# Got Bit (WARNING!! KIND OF GRAPHIC!)



## KamaKazzy (Jun 7, 2008)

Well, I work at an exotics pet store, and we have a very large Green Anaconda. Total sweetheart. We had her outside the other day, and I was holding her:






Soon enough she got fed up with being held...and she bit someone...just so happened to be me.





I thought it was wicked cool, of course:





Yeah, we put tattoo ink in it so it will stay.


----------



## Antarctican (Jun 7, 2008)

Holy Toledo!! She's BIG!  And has a large mouth, apparently (*shudder*)

Do they give any sort of warning that they're getting fed up? Or they just turn around and bite. Is it hard to get them 'off' of you when they bite?


----------



## KamaKazzy (Jun 7, 2008)

lol Yup! Cool snake though. First time she has ever bitten.


----------



## husky_mom (Jun 7, 2008)

wow!!.. that should´ve hurt.... I would have freaked out!!.... now you have evidence to pass on to grandkids... LOL


----------



## KamaKazzy (Jun 7, 2008)

lol thanks!


----------



## kundalini (Jun 7, 2008)

You look dwarfed by the snake.  Give us some details...weight and length.

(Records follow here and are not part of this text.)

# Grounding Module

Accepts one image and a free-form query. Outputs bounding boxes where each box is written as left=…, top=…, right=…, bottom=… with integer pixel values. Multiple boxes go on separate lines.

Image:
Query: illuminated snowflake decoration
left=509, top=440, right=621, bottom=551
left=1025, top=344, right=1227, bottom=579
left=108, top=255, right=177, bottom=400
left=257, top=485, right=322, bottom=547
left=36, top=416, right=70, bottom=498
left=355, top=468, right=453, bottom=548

I can totally get the fact to have the tatt marks of the incident, but would've hoped you made sure that all infection was well out the window.


----------



## doenoe (Jun 8, 2008)

did he only get the lower jaw into your arm? Cause the upper jaw got 4 rows of teeth in it right?
Beautiful looking snake though


----------



## KamaKazzy (Jun 8, 2008)

She is 15-16 feet, around 200 lbs. I'm 5'3 and 115 lbs.
My boss is weird, and owns four businesses in that building: A pet store, a bowling pro shop, a tattoo supply shop, and a medical supply shop. We had some medical soap and such to wash it with before adding the tattoo ink, but I had to ad the ink that day if I wanted it to stay.
Doenoe, the way she was positioned, her head was against my arm, so all she had to do was open her mouth (much better than striking me, in my opinion...). It seems that her top jaw and half of the bottom jaw actually got me. Oh yeah, and she is GORGEOUS. I still love this girl. In fact, I was petting her just yesterday. I know she was just scared and the bite was just a warning.


----------



## maytay20 (Jun 8, 2008)

Wow how scary.  I have a bunny and Guinea pig and I am scared of them.  LOL  I couldn't imagine being by a big snake like that.


----------



## KamaKazzy (Jun 8, 2008)

lol!! Man, those furry critters have some big teeth on them.


----------



## doenoe (Jun 9, 2008)

hehe yeah, it would be way worse if did a strike. A friend of mine had that with a python (dont remember which one, but it was big) you could really see the rows of teeth in his hand.


----------



## LaFoto (Jun 9, 2008)

Read this while handling a snake, but hey, the one I handled is about 100 times SMALLER! And I prefer that!  But the owner of said (little) snake (i.e. my daughter) said, her two can bite and leave marks, too. Usually, however, they don't mind being handled. They only bite when they mistake her hand for food.


----------



## KamaKazzy (Jun 10, 2008)

Burmese Python? Man, those, when they strike, hit with their noses, bruising you. Anacondas go with their mouths gaping. 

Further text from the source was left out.